ミステリー小説の楽しみ方は様々.「フーダニット」「ハウダニット」「ホワイダニット」と言われるように,誰が,どうやって,なぜ犯行を行ったのか考える醍醐味もあれば,いちいち犯人を予測するなんて面倒くさいことせずに純粋に物語を楽しんでもいい.散々犯人や犯行方法を考え抜いた挙句,思いっきり作者に騙されるのも一興だと思う.
- Who done it(フーダニット):誰が犯行を行ったか
- How done it(ハウダニット):どうやって犯行を行ったか
- Why done it(ホワイダニット):なぜ犯行を行ったか
僕は『方舟』を読み終えて,ホワイダニット(なぜ犯人は犯罪を行わねばならなかったか?)の名著だと感じた.ホワイダニットで面白い作品といえば,『ABC殺人事件(アガサ クリスティー著)』『火車(宮部みゆき著)』あたりが頭に思い浮かぶが,『方舟』は間違いなくホワイダニットの傑作ミステリーとして記憶に残り続けるだろう.
帯にも以下のようにコメントされているが,ホワイダニットと様々な要素が精巧に絡み合った素晴らしい国内ミステリー小説だと思う.

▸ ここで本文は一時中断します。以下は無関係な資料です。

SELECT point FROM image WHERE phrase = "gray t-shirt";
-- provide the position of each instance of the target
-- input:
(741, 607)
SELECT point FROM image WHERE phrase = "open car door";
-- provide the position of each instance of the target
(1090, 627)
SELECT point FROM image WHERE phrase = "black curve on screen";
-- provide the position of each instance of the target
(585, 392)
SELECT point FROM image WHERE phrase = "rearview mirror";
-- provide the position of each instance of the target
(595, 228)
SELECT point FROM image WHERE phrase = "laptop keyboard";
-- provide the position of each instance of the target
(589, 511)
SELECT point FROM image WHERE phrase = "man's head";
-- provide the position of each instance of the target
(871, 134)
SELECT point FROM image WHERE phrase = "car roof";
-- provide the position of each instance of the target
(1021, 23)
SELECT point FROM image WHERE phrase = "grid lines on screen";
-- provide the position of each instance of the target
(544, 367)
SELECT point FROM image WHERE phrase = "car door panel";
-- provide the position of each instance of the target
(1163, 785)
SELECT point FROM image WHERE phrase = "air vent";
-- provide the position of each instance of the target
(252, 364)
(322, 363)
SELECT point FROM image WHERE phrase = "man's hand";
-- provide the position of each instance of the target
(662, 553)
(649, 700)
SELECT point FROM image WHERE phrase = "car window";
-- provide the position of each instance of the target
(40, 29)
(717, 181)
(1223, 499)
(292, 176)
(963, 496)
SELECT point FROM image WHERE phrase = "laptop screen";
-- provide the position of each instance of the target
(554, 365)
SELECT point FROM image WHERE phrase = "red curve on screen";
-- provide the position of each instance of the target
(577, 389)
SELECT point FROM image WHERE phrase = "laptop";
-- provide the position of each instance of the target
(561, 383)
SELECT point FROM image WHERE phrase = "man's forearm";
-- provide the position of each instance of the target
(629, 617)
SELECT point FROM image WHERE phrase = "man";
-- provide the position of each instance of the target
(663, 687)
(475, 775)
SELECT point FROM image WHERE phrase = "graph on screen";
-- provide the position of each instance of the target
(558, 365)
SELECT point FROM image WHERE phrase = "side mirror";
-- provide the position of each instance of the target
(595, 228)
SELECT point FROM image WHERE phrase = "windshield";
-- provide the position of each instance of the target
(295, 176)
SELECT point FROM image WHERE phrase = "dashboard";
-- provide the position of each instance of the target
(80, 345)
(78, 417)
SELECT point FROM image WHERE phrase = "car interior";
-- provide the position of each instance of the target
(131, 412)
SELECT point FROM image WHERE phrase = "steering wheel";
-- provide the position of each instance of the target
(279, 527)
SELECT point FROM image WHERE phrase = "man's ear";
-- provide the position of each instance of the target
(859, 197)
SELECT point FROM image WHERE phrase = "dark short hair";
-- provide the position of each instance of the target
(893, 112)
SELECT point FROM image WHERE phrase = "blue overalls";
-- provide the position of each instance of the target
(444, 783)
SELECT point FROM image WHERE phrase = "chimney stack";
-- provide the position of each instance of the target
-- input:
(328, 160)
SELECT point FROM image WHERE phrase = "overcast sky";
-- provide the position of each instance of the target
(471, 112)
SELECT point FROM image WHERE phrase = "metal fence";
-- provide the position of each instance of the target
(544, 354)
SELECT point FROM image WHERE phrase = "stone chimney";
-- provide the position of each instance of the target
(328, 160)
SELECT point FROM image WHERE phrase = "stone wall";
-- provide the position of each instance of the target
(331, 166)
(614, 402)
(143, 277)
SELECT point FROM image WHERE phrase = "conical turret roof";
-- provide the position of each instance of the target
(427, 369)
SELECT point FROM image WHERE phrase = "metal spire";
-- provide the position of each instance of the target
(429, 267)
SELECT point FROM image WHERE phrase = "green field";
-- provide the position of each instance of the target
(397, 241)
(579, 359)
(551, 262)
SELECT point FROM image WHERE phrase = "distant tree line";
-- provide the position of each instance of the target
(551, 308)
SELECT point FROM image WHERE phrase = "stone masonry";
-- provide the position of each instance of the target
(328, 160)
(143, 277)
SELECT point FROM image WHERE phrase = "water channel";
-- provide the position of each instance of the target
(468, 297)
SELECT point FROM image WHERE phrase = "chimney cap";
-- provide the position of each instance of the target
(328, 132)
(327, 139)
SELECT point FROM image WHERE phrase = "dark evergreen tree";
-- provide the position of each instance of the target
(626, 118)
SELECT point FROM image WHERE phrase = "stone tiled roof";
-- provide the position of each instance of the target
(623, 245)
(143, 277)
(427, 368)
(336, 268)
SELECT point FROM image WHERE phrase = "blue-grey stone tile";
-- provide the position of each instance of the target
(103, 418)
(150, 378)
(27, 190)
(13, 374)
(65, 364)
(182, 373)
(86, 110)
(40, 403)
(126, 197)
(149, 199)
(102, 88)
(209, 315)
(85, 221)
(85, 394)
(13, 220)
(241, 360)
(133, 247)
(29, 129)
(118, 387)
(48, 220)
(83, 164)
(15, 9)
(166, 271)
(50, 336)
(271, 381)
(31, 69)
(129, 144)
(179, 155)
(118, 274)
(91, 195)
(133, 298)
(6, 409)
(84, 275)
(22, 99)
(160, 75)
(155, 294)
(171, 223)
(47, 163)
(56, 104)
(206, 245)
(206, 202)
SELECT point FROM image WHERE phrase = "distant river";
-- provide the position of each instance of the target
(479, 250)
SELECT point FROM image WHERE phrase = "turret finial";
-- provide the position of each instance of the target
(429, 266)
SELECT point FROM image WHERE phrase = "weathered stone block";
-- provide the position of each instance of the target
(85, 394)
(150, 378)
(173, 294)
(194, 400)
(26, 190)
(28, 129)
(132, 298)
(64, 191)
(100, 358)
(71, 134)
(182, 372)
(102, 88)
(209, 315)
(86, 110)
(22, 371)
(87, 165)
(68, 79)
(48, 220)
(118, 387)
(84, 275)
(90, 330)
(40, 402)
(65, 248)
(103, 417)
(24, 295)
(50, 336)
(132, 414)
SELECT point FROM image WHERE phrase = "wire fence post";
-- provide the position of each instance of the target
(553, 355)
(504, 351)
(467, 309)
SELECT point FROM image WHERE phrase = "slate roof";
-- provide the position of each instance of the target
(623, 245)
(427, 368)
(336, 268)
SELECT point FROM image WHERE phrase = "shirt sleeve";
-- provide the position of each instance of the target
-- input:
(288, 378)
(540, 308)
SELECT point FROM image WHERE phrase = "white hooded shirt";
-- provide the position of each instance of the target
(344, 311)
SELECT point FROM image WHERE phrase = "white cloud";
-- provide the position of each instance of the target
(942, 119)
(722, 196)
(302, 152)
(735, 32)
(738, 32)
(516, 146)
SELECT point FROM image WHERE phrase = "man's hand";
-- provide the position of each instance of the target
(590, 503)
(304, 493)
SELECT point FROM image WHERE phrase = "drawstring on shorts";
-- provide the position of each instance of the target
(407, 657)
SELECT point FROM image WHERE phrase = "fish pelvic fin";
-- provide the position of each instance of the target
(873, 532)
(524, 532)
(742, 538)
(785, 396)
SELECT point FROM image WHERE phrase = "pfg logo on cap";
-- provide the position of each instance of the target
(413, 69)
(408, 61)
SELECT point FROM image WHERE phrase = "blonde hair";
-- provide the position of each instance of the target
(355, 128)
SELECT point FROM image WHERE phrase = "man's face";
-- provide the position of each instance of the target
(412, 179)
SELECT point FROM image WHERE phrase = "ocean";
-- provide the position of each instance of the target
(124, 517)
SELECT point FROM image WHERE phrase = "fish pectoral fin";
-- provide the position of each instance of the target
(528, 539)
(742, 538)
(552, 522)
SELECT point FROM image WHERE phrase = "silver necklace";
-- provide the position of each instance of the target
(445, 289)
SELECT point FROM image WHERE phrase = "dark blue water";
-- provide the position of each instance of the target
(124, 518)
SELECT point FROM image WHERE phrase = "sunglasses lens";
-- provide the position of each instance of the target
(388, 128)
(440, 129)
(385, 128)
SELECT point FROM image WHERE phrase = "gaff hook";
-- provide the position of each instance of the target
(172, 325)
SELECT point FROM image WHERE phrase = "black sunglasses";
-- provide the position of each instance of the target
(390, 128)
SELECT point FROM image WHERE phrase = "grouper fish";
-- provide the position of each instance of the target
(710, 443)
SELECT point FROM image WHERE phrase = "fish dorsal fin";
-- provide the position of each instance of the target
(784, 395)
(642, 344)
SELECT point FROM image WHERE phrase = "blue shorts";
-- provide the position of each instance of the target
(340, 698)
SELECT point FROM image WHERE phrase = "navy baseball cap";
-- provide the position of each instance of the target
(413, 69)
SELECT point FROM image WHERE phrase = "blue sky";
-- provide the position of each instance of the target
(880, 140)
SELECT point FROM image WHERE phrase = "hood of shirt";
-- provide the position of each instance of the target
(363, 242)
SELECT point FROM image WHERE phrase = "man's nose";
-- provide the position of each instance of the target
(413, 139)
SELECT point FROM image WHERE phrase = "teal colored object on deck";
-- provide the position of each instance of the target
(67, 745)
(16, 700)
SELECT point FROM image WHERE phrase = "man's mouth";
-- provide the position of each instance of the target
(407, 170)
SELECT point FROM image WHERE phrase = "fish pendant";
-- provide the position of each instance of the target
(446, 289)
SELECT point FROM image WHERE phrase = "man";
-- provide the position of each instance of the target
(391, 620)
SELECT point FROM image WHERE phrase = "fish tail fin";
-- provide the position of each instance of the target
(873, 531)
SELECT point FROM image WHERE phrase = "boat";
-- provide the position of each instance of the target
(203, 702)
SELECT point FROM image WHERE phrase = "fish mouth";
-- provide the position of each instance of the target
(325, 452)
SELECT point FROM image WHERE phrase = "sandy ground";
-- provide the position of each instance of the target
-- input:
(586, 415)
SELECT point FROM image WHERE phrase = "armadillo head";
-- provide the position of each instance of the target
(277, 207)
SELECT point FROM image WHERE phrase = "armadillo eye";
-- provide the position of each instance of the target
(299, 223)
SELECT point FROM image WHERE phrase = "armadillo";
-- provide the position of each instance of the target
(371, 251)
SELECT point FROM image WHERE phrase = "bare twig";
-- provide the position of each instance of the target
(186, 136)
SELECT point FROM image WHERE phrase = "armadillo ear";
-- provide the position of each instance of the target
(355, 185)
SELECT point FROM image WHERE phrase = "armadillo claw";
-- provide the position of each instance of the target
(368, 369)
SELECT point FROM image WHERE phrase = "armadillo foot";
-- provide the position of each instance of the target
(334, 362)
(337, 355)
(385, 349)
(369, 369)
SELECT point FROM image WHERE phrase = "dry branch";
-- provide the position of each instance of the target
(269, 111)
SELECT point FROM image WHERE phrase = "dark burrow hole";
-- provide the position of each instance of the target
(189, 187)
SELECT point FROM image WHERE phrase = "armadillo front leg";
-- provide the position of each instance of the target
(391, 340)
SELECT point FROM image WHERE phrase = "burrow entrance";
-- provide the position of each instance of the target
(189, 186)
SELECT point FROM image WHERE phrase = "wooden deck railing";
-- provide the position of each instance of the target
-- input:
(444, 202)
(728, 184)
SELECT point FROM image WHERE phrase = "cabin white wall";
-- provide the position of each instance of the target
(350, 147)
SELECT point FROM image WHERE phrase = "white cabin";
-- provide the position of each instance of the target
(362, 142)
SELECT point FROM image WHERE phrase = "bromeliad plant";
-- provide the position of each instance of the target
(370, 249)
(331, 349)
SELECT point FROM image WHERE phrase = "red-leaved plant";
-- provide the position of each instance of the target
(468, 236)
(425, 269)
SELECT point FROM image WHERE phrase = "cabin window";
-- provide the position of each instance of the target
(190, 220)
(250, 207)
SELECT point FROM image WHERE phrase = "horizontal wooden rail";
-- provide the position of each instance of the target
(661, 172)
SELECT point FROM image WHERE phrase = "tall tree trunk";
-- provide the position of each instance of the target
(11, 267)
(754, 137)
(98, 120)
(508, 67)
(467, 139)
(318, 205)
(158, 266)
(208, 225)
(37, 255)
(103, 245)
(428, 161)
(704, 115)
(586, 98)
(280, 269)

「ソリッドシュチエーション」と「カルネアデスの舟板」と「なぜ殺したのか(ホワイ・ダニット)」の精妙緻密.この書を手に取るものに至福の呪いあれ.
2022年に発売されSNSでも話題になっていたようだが,ネタバレに一切触れることなく最後まで読めたことはとても幸せだった.ミステリー小説好きで本書を未読,かつ事前の情報をもっていないのであれば,すぐにでも本屋に走って行き読み始めることをおすすめします.